Photo: ©FAO/Garrido Gamarro
Training workshops for Ukrainian fish inspectors consisted of a mix of classroom sessions and practical, hands-on training.

Fisheries and aquaculture play a significant role in Ukraine’s economy. Marine fisheries in Ukraine are carried out in the Black Sea and Azov Sea. There are 113 different marine fish species in the waters of Ukraine. Of these, 48 are commercially important. Ukraine’s marine fisheries on the Black Sea and the Sea of Azov resulted in a total landing of 32 649 tonnes of fish and 1 668 tonnes of invertebrates in 2015.

Inland fisheries are especially significant.
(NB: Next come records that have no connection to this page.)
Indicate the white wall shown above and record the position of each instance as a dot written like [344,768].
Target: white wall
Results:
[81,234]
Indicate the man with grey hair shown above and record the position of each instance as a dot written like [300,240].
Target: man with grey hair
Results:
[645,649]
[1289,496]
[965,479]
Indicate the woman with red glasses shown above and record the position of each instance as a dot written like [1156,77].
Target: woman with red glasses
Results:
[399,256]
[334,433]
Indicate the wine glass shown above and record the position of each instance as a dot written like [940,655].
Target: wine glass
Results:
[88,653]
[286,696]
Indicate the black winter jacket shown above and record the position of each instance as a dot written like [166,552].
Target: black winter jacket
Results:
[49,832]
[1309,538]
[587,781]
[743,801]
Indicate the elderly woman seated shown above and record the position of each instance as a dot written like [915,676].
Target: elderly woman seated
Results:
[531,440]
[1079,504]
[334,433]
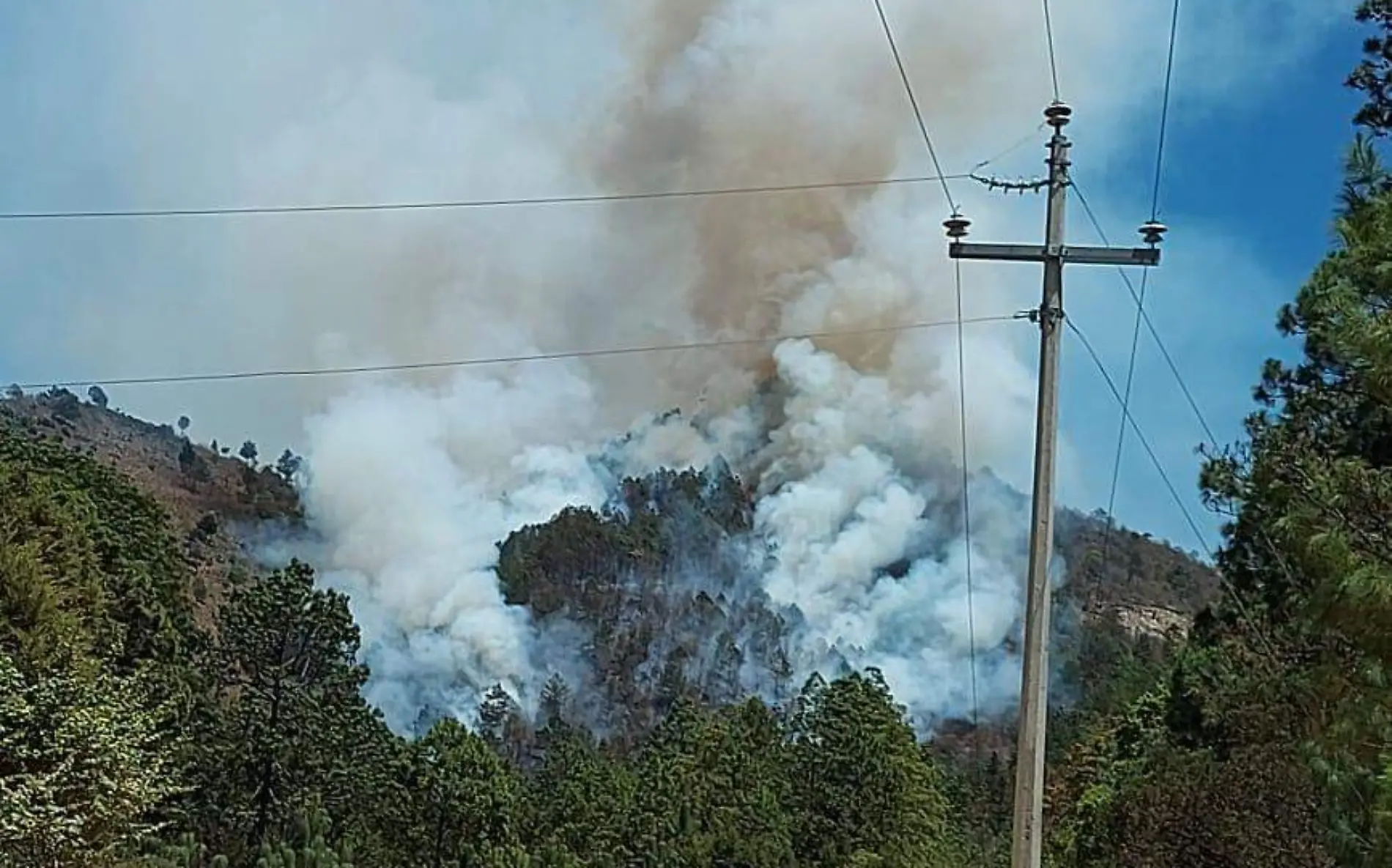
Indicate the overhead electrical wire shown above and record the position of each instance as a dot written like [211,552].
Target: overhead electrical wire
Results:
[960,335]
[1174,493]
[914,103]
[1144,315]
[475,204]
[1053,57]
[493,360]
[1144,283]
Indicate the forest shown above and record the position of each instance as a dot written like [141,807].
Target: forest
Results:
[153,719]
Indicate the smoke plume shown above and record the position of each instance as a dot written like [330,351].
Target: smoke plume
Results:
[412,481]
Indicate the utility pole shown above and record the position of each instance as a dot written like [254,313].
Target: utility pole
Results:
[1026,850]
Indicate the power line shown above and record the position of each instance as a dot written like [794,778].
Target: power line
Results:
[1164,109]
[1203,544]
[525,358]
[966,509]
[1053,59]
[960,322]
[914,102]
[1150,324]
[1144,283]
[1141,436]
[476,204]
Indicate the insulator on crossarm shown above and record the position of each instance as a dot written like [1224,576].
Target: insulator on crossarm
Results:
[1058,116]
[957,227]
Currently only 37% of inland waters are utilized by commercial fisheries, and there is a much greater potential for inland fisheries production. Similarly, aquaculture has tremendous potential for expansion in this resource rich nation.

In 2015, a total of 8 600 tonnes of fish, crustaceans, fish products and other aquatic invertebrates were exported from Ukraine with a total value of 17.7 million USD. Ukraine mainly exports fresh fish, chilled fish and canned fish to neighbouring countries; Ukraine exports only 98 tonnes of frozen fish to Europe. Since the European Union and Ukrainian standards for fish safety and fish inspections are currently not harmonized, only a small percentage of Ukrainian fish exporters meeting EU requirements can export into that large neighbouring market.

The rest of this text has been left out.